On en parle depuis des mois et des mois. De temps en temps, on entend dire que des policiers ont fait une descente dans un bureau quelque part, ils ont sorti quelques précieuses boîtes, et puis, plus rien. Pendant ce temps-là, c'est l'été et le Québec tout entier est un véritable chantier de construction. On répare, on bouche des trous, on démolit quand c'est nécessaire. Partout, la machinerie s'affiche sous des noms bien connus. Pourtant, une chose reste sûre: pour le citoyen qui suit l'actualité à l'œil nu, rien n'a changé. Il a beau réclamer une commission d'enquête, faire valoir que ce sera la seule façon de faire le ménage, qu'il faut rendre publics le système tel qu'il existe et les noms de ceux qui en profitent. La réponse du premier ministre Jean Charest reste la même: niet.
Il fait si chaud que la tentation est grande de repousser sur le brûleur à l'arrière du poêle cette question de corruption qui donne envie de vomir tellement elle sent mauvais.
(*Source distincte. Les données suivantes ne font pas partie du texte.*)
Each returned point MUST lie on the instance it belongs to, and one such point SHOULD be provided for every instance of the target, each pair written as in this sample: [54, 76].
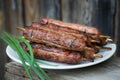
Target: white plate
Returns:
[54, 65]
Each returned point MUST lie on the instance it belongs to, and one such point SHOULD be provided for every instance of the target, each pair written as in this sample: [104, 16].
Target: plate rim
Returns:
[65, 67]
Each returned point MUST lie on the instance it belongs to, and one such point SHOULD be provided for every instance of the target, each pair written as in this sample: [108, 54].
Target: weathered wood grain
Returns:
[49, 9]
[12, 15]
[31, 11]
[108, 70]
[78, 11]
[103, 16]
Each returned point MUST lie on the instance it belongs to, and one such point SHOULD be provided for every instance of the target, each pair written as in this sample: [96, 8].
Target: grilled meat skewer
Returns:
[52, 38]
[45, 52]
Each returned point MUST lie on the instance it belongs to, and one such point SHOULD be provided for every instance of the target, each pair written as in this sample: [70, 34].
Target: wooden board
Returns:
[108, 70]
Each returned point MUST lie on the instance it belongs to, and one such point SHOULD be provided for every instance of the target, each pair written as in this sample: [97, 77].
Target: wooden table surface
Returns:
[107, 70]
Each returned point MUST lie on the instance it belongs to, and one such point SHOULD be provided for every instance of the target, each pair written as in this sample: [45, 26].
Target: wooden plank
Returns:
[118, 29]
[12, 15]
[97, 13]
[108, 70]
[49, 9]
[31, 11]
[103, 16]
[77, 11]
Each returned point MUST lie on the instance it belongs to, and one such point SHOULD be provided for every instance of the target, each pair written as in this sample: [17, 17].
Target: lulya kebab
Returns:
[90, 40]
[65, 38]
[42, 51]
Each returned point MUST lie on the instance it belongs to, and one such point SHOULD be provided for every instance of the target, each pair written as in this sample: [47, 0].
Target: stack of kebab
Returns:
[58, 41]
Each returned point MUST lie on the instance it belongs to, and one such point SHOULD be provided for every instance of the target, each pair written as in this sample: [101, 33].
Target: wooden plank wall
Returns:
[103, 14]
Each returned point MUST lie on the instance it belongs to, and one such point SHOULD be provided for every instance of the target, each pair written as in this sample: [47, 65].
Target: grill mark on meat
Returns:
[61, 39]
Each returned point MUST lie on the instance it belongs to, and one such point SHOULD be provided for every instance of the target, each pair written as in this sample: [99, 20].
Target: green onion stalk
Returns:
[25, 57]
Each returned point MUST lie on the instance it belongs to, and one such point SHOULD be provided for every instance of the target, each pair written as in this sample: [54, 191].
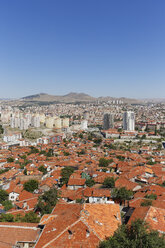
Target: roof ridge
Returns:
[61, 233]
[89, 227]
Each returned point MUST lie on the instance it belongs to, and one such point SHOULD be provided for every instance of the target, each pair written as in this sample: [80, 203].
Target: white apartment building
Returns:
[129, 121]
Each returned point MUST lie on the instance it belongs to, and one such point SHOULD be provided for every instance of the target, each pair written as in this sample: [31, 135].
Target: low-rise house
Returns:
[100, 196]
[23, 235]
[76, 183]
[77, 225]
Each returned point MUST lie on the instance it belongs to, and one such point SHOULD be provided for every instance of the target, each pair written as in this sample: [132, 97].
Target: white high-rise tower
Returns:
[129, 121]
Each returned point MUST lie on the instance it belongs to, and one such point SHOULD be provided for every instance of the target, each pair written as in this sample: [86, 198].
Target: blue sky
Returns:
[99, 47]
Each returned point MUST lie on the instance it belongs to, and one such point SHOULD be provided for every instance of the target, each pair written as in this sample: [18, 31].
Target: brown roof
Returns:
[10, 233]
[77, 225]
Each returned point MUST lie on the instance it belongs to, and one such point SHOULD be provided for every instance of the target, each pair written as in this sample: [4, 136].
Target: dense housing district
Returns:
[81, 175]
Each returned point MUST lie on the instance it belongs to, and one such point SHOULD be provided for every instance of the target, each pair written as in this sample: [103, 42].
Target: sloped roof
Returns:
[78, 225]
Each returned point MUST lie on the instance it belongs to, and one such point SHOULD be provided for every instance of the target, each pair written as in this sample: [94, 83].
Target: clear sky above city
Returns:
[99, 47]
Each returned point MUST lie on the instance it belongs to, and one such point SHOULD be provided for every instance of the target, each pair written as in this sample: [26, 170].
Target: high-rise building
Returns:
[129, 121]
[108, 121]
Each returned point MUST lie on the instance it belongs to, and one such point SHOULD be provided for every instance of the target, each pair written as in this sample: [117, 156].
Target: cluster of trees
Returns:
[66, 172]
[136, 235]
[31, 185]
[109, 182]
[103, 162]
[4, 200]
[10, 160]
[122, 194]
[3, 171]
[43, 169]
[1, 129]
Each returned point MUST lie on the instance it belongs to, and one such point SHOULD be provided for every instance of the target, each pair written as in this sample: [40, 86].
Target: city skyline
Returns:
[108, 48]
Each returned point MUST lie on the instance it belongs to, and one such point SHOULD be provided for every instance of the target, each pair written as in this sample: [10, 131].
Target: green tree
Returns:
[47, 201]
[7, 205]
[109, 182]
[3, 195]
[1, 129]
[103, 162]
[90, 182]
[151, 196]
[122, 194]
[66, 172]
[81, 136]
[25, 171]
[6, 218]
[42, 169]
[66, 153]
[80, 200]
[31, 185]
[137, 235]
[146, 203]
[10, 160]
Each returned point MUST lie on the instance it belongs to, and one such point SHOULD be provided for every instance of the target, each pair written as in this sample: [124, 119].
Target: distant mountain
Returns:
[71, 97]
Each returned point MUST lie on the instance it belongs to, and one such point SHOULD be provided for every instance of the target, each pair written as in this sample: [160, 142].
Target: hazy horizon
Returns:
[101, 48]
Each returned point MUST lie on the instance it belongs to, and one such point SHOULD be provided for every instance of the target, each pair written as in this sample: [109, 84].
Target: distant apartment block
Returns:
[129, 121]
[108, 121]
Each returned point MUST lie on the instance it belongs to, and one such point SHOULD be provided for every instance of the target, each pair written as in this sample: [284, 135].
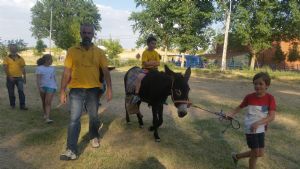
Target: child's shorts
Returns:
[256, 140]
[48, 90]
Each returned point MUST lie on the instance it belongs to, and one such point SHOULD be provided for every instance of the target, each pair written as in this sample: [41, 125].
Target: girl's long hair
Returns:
[43, 59]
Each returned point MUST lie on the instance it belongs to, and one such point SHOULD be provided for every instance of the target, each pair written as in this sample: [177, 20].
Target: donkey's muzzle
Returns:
[182, 114]
[182, 110]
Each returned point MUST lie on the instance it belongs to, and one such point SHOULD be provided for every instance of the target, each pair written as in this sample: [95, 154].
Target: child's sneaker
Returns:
[48, 121]
[135, 99]
[68, 155]
[234, 158]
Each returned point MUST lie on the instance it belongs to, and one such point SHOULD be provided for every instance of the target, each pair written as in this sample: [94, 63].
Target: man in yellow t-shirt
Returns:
[150, 61]
[81, 75]
[14, 67]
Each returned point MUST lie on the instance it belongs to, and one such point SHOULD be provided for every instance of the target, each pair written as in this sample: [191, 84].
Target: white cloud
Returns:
[15, 18]
[115, 24]
[25, 4]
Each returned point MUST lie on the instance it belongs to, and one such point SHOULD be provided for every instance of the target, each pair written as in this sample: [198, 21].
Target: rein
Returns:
[179, 101]
[234, 124]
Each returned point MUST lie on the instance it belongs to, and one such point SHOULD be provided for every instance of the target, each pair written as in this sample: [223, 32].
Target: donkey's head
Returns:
[180, 90]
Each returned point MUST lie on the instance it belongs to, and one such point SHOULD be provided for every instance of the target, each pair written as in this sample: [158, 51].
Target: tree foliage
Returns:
[180, 24]
[294, 54]
[40, 46]
[67, 17]
[113, 48]
[259, 23]
[287, 20]
[279, 56]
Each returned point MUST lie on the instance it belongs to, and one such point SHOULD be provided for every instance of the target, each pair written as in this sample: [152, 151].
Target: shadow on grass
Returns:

Sauf que nous savons aussi qu'elle ne s'en ira pas toute seule et que si nous ne jouons pas notre rôle de citoyen, rien ne va changer. Nous le savons parce que nous l'avons déjà vécu. Le Québec a été une terre fertile pour la corruption à travers le temps et la seule consolation que nous pouvons avoir, c'est bien de nous dire que nous ne sommes pas les seuls et que c'est bien pire dans certains coins de la planète. Mince consolation, il est vrai.
L'excellente émission de Radio-Canada Tout le monde en parlait a raconté cette semaine les événements qui ont mené à l'emprisonnement du maire de Ville Saint-Michel pour cause de corruption, à la fin des années 1960. On y a souligné qu'il est difficile de déterminer qui est le plus coupable en cas de corruption: celui qui paye ou celui qui reçoit l'argent? La corruption est une affaire qui se joue à au moins deux...
Le système ne changera pas tout seul. Pourquoi changerait-il d'ailleurs puisque ceux qui en profitent ne veulent pas voir le système leur filer entre les doigts, et que ceux qui savaient déjà et jouaient les complices silencieux doivent aussi y trouver leur compte finalement?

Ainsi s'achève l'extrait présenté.